Keep learning people, it's the thing to do!

3 comments:

Unknown said...

Given a 9-digit pandigital number, the digits add to 45, meaning the number is divisible by 9; thus, the number cannot be prime. That one's easy.

It's not immediately obvious to me why there are no 8-digit pandigital primes. Certainly, if the last digit is even, 3, or 5, the number won't be prime. But when the number's last digit is 1 or 7... those cases will require a little more thought (although, perhaps I'm making this harder than it needs to be...I feel like I'm missing something obvious)

Also, I forgot I now have an actual username I could use when I post.

NathanRyder said...

Ah... For similar reasons to 9-digit pandigitals: digits will sum to 36, also divisible by 9!
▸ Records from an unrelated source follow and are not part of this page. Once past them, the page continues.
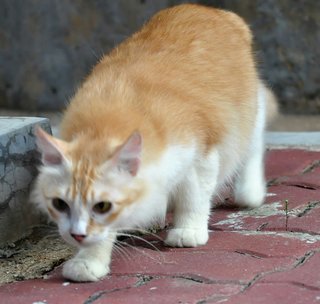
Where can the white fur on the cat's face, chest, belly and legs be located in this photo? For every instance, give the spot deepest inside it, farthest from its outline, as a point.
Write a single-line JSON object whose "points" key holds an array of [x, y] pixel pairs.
{"points": [[183, 175]]}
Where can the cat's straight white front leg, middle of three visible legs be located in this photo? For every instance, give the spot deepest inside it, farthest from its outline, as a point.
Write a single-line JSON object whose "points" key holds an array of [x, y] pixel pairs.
{"points": [[192, 202]]}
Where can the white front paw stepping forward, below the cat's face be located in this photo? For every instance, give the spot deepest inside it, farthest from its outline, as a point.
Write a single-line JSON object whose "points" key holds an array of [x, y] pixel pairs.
{"points": [[82, 270]]}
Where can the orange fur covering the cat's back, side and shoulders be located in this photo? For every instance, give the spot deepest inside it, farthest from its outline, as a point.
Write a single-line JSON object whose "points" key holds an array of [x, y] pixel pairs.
{"points": [[188, 73]]}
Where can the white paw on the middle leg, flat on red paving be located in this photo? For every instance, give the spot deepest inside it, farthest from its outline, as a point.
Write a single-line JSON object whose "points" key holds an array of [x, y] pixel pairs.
{"points": [[187, 237]]}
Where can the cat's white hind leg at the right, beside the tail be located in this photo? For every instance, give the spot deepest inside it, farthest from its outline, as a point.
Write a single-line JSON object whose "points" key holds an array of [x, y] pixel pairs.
{"points": [[250, 185]]}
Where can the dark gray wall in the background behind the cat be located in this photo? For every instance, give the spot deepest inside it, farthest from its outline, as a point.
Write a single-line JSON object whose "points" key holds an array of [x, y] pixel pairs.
{"points": [[47, 47]]}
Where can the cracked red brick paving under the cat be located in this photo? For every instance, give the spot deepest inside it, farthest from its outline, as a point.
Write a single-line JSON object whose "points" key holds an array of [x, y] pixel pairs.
{"points": [[267, 255]]}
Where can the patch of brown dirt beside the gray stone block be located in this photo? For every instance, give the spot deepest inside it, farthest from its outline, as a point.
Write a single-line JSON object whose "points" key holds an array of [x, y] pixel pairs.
{"points": [[34, 256]]}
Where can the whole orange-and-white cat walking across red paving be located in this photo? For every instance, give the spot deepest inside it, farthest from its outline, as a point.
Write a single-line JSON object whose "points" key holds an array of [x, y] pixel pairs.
{"points": [[172, 114]]}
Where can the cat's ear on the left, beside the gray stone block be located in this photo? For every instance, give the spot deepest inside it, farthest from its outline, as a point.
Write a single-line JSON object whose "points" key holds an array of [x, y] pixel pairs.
{"points": [[52, 149]]}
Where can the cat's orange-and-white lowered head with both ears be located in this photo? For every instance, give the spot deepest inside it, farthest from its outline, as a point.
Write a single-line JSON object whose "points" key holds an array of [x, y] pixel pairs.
{"points": [[86, 197]]}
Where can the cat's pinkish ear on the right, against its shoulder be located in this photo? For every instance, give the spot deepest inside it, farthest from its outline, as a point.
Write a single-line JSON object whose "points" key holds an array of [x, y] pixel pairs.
{"points": [[128, 156]]}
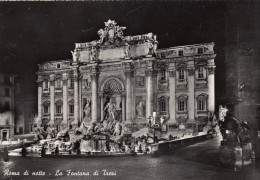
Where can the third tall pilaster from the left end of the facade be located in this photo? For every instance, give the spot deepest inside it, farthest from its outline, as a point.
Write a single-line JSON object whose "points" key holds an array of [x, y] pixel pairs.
{"points": [[65, 100]]}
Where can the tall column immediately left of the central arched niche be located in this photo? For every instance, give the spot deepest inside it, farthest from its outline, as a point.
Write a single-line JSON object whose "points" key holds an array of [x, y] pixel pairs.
{"points": [[94, 100]]}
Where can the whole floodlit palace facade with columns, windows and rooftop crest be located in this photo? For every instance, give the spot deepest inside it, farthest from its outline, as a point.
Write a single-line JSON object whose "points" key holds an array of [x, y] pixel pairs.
{"points": [[132, 74]]}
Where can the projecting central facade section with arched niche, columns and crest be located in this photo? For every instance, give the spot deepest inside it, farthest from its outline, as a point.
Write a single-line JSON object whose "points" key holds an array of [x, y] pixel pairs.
{"points": [[111, 65]]}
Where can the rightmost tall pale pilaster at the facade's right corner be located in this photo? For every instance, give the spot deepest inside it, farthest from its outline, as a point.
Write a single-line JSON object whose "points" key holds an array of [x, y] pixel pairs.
{"points": [[211, 85]]}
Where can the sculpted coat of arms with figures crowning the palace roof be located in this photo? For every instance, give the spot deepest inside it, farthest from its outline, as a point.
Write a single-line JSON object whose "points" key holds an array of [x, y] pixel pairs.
{"points": [[111, 33]]}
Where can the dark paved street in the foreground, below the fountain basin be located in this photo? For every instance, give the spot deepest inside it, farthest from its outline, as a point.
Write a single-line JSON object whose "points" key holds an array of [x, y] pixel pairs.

In fact, I eliminated 5- and 6-digit pandigitals because they add to multiples of 3, and I believe (though not sure I have ever proved for myself or seen a proof) that if the digits sum to a multiple of 3 then the number is a multiple of 3... I don't think that I'm making it up, fairly certain it is a true result! :)

Unknown said...

Hahahahaha


When I was considering the 8-digit pandigital number, I took 45 and accidentally subtracted 8 instead of 9...... oops!